Winter Alerts for Oct. 12, 2025 (Purple = Winter Weather Advisory) Image: NOAA
A couple weeks ago it was 75. Now we’re talking snow alerts!?
At least for the Cascades, it’s true. A chilly low pressure system dropping out of B.C. Sunday will not only make it cooler than it was Sunday, but it will drop snow levels down to their lowest levels of the season — about 3,500-4,000 feet. And there’s plenty of moisture, so you know what that means…
A Snow Advisory — our first of hopefully many – is in effect for much of the Cascades above 4,000 feet Sunday into early Monday. The bulk of the snow will be up along Mount Baker where 10+ inches could fall. But even Stevens Pass could get a few inches. (Snoqualmie Pass will be just rain or maybe a slushy mix at best but just wet roads.)
It’s more noteworthy for being the first of the year than being truly impactful. The main worries are just in case people want to go hiking or climbing in the higher elevations, be ready for winter, not early fall. The higher-than-Stevens mountain passes could also get impactful amounts of snow. By mid-December this will be routine. (Actually, this pattern in mid-December might have been a decent lowland snow chance. Maybe it’s a practice run?)
For the lowlands, it just setting up Sunday to be a chilly and occasionally wet day with highs only in the mid 50s.
FRASER WINDS… IN OCTOBER? (UPDATED)
What will be a bit unusual is as this storm drops out to the south, it’s going to steal another page from winter’s playbook and actually bring a few hours of a gusty north wind out of the Fraser River Valley into Bellingham and Whactom County and across the San Juans.
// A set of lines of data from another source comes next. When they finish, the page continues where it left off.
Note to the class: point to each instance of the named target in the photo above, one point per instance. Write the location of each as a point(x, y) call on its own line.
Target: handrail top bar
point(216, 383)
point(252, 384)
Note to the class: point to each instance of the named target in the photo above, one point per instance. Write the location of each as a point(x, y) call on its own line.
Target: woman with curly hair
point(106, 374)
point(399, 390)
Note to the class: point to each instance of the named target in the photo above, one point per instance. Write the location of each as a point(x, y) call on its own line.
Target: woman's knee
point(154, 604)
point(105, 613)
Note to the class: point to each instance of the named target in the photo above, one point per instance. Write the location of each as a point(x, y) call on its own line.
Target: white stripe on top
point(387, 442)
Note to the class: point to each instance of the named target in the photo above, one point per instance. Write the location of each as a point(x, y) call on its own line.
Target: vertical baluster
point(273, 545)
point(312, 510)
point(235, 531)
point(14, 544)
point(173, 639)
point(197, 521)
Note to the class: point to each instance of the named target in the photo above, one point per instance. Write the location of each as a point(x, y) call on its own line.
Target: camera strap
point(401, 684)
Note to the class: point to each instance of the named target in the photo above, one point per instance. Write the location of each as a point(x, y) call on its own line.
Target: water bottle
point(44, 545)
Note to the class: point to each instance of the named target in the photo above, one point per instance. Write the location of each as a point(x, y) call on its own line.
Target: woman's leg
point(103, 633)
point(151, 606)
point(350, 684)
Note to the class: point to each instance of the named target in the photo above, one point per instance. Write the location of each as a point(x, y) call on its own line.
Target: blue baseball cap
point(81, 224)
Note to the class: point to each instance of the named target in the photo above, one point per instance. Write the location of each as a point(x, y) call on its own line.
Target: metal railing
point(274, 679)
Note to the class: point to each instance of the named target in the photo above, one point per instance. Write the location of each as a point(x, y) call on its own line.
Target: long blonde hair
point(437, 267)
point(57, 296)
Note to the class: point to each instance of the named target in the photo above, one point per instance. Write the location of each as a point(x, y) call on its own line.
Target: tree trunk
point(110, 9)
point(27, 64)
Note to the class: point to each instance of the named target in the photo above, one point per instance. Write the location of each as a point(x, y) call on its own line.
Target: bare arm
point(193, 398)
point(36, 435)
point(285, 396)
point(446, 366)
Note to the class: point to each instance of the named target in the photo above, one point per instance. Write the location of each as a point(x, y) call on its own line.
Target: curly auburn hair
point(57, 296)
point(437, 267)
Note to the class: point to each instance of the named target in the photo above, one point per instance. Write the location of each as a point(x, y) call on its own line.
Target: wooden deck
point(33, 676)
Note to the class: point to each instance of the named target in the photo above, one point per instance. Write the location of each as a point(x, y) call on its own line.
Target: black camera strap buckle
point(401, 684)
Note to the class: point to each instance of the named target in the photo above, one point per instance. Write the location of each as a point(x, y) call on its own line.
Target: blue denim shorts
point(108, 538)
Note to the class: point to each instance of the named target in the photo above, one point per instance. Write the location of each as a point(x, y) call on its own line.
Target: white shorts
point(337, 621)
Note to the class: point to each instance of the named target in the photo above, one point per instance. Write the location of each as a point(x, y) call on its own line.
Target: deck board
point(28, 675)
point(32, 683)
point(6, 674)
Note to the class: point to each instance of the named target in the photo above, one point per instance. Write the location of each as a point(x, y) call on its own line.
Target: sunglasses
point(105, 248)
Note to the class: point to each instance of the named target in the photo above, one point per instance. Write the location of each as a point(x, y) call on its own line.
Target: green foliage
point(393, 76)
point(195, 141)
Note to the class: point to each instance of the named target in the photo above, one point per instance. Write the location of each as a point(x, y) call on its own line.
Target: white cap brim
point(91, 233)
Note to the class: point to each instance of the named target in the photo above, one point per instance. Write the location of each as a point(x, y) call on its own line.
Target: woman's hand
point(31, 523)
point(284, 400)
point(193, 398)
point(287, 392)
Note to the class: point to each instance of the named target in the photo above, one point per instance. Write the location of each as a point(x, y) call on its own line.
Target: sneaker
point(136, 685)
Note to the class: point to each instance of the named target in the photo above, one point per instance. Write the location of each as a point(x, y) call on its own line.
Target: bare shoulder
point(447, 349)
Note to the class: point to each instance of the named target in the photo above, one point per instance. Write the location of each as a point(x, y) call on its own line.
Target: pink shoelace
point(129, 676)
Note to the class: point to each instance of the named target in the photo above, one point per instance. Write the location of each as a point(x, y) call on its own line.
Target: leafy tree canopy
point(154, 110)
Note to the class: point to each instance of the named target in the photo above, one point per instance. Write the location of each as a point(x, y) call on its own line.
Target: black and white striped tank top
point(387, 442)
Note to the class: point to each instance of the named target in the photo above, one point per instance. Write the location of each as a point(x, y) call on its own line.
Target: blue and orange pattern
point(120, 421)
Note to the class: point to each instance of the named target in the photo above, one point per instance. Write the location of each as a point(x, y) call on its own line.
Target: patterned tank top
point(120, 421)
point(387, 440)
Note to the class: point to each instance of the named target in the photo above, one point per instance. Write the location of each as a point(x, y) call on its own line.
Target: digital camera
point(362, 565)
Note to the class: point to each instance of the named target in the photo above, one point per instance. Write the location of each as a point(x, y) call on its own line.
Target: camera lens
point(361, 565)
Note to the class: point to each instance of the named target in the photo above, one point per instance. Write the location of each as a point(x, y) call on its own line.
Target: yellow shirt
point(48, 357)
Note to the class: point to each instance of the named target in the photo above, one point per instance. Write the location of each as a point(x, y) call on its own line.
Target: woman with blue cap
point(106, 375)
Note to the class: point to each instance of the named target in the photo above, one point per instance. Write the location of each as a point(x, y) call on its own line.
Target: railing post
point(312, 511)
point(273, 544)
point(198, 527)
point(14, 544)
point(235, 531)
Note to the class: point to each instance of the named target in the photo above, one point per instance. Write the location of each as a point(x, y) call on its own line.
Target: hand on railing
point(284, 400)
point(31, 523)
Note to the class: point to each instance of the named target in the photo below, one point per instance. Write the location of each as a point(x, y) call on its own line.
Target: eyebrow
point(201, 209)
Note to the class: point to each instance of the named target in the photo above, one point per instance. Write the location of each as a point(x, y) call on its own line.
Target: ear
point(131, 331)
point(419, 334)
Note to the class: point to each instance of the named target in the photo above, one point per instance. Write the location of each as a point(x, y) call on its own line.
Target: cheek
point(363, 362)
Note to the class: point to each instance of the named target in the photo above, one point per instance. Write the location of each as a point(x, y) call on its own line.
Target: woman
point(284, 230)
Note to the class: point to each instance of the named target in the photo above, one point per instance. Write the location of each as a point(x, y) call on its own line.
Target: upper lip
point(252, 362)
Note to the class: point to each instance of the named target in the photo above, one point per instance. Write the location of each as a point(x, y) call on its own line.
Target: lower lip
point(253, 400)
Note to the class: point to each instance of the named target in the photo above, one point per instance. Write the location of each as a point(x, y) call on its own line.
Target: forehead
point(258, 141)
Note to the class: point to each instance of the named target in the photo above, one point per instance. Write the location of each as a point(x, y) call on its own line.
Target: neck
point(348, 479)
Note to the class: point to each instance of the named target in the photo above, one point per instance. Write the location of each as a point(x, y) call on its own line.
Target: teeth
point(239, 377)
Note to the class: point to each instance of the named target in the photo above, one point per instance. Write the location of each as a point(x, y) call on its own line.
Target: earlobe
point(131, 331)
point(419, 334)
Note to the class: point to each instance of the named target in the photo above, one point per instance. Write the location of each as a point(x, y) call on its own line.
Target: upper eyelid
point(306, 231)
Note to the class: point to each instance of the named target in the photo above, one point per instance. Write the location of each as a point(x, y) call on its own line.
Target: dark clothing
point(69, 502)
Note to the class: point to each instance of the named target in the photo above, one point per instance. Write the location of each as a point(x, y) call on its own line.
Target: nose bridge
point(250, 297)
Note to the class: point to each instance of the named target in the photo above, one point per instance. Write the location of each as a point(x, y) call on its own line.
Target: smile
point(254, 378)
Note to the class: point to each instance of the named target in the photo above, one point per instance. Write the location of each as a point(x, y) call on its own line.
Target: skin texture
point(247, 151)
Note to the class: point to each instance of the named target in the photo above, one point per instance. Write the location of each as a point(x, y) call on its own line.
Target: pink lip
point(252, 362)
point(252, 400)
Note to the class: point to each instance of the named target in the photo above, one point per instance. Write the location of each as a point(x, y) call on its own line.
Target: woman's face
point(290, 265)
In fact, now a Wind Advisory is in effect from Sunday evening into early Monday morning for Whatcom County for northeast wind gusts to 45 mph.
This is more a staple of when we get our arctic blasts in the heart of winter and not just wet days in mid-October.
It’s still way too early on the calendar and temperature are way too mild, both in BC and here, for that wind to be TOO cold but it’ll add to the chill, both in bring a little cooler air and adding a bit of wind chill. It may only feel in the upper 40s up there for much of Sunday.
HOW ABOUT A CHILLY BUT SUNNY AUTUMN DAY? 😎
The rain and clouds will push of to the south as that low pressure center drops down the coast and heads for Northern California. But the Fraser wind punch will set up a rather chilly and crisp Monday through Wednesday with sunshine but highs struggling to get out of the 50s and morning lows in the upper 30s to low 40s. Already dreaming up my morning latte orders.
More typical rainy autumn weather returns for the back half of the week into the weekend. Seattle’s “stormy” season usually starts around the third week of October and while there isn’t anything super stormy out there so far, the long range pattern is looking like an active, wetter pattern will be talking hold, right on cue. Maybe we’ll get our second, third, and beyond mountain snow alerts for the season too?